Evolution of hybrid genomes

Yeast hybrids harbour in their nucleus the DNA of both parents, however, quite remarkably, they choose to keep the mitochondrial DNA derived from only one of the two parents. The availability of the complete genetic blueprint for all these species and their genetic versatility provide a great opportunity to study molecular evolution of nuclear-mitochondrial incompatibilities. This project aims to study the protein interactions between mitochondrial-generated protein and nuclear-generated proteins, and sets out to understand whether the mitochondria in the hybrid prefers being built using nuclear proteins deriving from the same parent which contributed to their own mitochondrial DNA, in order to ensure efficient cell respiration and avoid incompatibilities.

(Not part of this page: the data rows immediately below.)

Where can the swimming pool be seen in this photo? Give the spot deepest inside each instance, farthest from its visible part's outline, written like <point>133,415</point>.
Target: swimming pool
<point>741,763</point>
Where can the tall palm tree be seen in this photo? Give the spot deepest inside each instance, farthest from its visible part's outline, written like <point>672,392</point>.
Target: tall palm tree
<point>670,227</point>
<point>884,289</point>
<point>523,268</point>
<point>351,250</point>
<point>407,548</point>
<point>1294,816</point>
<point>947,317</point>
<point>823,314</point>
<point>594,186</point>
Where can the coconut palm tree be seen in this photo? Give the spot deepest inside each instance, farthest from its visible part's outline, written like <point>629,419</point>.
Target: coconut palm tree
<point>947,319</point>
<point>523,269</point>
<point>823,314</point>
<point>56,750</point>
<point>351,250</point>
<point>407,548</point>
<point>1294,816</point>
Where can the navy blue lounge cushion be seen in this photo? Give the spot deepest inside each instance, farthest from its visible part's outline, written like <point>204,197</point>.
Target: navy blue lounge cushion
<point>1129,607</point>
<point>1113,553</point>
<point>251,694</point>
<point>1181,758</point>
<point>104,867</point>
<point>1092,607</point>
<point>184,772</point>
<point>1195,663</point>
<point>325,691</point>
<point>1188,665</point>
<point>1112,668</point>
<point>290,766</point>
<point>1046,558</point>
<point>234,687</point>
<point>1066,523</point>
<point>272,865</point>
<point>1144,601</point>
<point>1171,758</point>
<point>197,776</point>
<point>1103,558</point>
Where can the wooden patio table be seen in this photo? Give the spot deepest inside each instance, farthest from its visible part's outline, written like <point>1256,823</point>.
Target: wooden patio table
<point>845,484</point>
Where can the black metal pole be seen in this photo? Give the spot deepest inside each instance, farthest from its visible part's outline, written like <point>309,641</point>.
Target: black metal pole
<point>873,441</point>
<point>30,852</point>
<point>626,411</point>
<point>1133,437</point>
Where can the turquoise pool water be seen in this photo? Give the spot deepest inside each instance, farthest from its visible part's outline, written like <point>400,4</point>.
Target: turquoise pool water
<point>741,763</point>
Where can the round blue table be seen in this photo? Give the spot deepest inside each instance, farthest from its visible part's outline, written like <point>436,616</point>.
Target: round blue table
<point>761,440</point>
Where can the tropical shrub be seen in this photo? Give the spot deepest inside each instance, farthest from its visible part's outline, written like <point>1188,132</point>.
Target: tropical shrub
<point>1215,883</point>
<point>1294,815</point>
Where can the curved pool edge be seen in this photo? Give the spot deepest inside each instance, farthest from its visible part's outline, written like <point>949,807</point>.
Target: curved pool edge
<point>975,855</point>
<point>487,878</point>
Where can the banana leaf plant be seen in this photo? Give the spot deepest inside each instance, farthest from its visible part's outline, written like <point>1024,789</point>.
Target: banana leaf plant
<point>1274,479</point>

If this is the case, the type of mitochondrial DNA may dictate, during the hybrid evolutionary history, the progressive loss of the mitochondrial proteins generated by the parental nuclear DNA which is less used or does not fit as well onto the mitochondria. We are interested to quantify and map the amount of cross-talk between proteins generated from mitochondria DNA and nuclear DNA in term of fitness of the yeast hybrids. In particular, it is possible to tag or barcode a mitochondrial protein and isolate it together with all the interacting partners, using biochemical (TAP-tagging) and chemical strategies (mass-spectrometry). The interacting proteins identified could either all belong to the same parental species or to both parental types, enabling us to create a protein map of the hybrid mitochondria.